Lalu ke mana LCGC model city car akan dijual ? Tampaknya segmen yang disasar adalah pembeli mobil pertama, bisa keluarga baru yang tidak butuh akomodasi luas, anak muda/mahasiswa, mobil kedua dalam keluarga, dan mungkin juga wanita yang males ribet dengan mobil ukuran besar yang semuanya didukung oleh satu keadaan : budget terbatas. Kalau budget anda lebih, pilihan bisa meluas ke city car lainnya bukan? Dilihat dari sisi wilayah –namanya juga city car– tentu potensi pasarnya ada di Jakarta dan kota-kota besar lainnya yang rawan kemacetan.

Wacana baru yang mengatakan bahwa mobil ini akan dikuota penjualannya per daerah agar tidak memperparah kemacetan Jakarta, akan menjadi tantangan tersendiri bagi produsen. Mungkin Pak Menteri karena di protes sana sini mulai berubah pikiran dan lagi-lagi mengajukan solusi simplenya (di sini) yaitu mencoba membatasi distribusi. Solusi ini bila benar diterapkan, akan membuat produsen pusing delapan keliling. Mengapa?


  • Potensi pasar terbesar justru ada di Jakarta, karena orang Jakarta (dan kota besar lainnya) lah yang paling mungkin butuh city car : mobil kecil yang lincah dalam kemacetan dan bisa dibawa masuk ke jalur alternatif (gang-gang sempit).
  • Orang kota besarlah (Jakarta salah satunya) yang memang memiliki daya beli kuat karena disitu pula perekonomian berputar.
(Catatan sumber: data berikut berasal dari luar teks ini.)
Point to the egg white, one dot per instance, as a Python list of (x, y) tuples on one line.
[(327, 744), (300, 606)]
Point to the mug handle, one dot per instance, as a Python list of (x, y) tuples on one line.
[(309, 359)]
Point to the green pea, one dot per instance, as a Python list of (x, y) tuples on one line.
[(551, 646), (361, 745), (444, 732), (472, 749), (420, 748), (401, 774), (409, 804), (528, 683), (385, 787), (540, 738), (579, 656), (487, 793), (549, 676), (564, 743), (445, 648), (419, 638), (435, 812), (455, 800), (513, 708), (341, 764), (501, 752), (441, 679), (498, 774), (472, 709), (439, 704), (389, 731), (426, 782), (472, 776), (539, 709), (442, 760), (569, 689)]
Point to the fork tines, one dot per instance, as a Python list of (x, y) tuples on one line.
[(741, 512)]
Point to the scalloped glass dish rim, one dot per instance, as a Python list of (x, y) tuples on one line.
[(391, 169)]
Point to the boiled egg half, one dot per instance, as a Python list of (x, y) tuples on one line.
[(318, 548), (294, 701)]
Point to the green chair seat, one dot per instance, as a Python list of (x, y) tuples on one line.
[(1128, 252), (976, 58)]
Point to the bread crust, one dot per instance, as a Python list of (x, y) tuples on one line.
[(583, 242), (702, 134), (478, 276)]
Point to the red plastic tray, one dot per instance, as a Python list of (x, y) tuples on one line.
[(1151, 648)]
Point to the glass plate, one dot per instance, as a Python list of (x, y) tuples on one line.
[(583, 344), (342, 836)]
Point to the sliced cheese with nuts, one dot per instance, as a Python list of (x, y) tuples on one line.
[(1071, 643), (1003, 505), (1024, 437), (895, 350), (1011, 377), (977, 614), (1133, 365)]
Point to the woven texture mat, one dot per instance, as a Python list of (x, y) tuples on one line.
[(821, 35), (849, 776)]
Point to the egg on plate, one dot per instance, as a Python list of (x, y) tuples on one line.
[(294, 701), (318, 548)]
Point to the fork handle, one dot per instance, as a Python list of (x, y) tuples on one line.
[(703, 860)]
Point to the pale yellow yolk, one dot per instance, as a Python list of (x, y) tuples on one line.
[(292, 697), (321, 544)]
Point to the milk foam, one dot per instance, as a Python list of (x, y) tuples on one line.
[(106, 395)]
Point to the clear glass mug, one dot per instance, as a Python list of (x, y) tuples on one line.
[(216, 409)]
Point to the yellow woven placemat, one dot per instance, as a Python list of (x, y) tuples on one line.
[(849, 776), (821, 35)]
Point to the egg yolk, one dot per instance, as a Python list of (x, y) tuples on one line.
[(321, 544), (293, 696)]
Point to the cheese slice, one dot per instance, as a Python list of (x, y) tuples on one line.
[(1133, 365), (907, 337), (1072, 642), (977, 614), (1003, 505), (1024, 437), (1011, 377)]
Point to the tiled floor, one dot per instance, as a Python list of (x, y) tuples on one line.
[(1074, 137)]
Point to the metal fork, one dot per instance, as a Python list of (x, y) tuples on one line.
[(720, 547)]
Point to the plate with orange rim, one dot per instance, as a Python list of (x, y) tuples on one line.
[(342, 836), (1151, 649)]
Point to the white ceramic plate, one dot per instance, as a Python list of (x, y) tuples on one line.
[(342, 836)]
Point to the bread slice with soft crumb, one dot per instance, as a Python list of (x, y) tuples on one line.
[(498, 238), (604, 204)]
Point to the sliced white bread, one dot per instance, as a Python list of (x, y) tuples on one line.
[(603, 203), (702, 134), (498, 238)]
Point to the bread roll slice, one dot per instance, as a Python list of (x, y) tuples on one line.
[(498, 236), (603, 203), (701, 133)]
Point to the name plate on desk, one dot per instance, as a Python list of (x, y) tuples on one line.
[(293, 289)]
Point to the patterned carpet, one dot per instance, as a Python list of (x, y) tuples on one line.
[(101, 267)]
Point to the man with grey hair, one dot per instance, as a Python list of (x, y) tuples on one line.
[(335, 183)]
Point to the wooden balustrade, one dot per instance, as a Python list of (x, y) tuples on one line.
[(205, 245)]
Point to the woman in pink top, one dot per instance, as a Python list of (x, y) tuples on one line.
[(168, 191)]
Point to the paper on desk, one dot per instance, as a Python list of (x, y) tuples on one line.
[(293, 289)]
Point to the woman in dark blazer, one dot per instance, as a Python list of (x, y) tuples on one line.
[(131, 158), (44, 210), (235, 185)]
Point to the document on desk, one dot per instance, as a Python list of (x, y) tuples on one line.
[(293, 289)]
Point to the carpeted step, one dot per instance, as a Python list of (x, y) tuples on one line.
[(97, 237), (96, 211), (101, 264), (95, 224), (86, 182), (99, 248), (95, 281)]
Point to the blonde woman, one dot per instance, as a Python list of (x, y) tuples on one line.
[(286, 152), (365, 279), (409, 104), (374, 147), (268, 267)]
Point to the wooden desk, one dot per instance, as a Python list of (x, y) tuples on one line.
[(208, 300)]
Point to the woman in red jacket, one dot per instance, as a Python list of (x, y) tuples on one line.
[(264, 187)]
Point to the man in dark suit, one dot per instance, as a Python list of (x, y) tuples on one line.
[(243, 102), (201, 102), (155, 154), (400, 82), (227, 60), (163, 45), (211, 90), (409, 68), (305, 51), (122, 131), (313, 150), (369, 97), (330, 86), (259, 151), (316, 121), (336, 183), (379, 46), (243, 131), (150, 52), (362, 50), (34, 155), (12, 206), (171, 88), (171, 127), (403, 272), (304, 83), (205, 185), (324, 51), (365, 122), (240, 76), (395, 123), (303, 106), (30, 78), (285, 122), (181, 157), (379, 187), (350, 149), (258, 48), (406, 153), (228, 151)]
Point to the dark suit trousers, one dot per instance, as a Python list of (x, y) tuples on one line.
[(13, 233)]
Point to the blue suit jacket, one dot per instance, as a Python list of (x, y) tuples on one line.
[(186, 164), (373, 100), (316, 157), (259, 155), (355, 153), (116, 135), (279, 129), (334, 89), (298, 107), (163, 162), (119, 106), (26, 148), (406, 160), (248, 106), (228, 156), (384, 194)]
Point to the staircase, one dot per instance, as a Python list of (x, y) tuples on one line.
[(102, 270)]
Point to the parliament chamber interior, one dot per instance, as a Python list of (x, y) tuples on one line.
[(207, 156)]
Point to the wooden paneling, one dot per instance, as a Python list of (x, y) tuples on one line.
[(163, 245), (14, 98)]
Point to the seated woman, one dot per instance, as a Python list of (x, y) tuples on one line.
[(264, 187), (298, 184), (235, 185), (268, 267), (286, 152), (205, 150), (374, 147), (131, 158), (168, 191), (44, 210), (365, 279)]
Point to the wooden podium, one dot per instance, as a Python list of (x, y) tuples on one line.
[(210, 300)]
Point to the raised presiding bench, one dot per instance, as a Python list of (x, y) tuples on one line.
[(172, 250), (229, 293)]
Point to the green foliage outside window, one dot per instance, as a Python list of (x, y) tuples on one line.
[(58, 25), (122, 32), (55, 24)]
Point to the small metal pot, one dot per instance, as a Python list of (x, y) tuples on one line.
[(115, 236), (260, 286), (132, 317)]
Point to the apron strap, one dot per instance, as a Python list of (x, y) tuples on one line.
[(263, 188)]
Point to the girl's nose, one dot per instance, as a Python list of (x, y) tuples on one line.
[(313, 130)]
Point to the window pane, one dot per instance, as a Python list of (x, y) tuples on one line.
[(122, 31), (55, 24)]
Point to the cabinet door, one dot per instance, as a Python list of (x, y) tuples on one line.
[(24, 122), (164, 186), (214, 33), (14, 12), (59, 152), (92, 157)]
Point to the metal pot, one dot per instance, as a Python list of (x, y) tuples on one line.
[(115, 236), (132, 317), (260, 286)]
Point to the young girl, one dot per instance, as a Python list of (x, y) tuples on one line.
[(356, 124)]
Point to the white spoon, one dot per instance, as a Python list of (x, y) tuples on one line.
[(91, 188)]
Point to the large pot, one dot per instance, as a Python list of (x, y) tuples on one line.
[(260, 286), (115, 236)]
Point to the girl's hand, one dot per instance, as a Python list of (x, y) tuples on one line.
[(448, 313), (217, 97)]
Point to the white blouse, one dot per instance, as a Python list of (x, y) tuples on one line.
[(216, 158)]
Di sini pula banyak orang merasa perlu punya mobil kedua, atau mobil untuk masing-masing anggota keluarga, karena 1 mobil tidak mampu mengatasi operasional harian untuk seluruh anggota keluarga. Bapak kerja di mana, ibu kerja di mana, anak kuliah di mana : routenya beda-beda. Jadi merasa perlu punya 1 mobil utama plus 1-2 mobil tambahan.
  • Di kota besarlah (terutama Jakarta) orang paling merasa butuh punya mobil biar murah asal mobil karena jarak yang ditempuh dalam sehari cukup jauh dari rumah, dan belum tentu bisa ditempuh dengan nyaman dengan kendaraan umum (misal : berdesakan, beberapa kali ganti kendaraan, pakai taksi mahal sekali).
  • Jadi, dari catatan di atas, tampaknya LCGC yang baru diluncurkan ini akan cukup significant mendorong pertumbuhan pasar city car, namun tidak untuk keseluruhan pasar mobil, karena membeli mobil bukan hanya soal harga, tapi banyak variabel yang dipertimbangkan.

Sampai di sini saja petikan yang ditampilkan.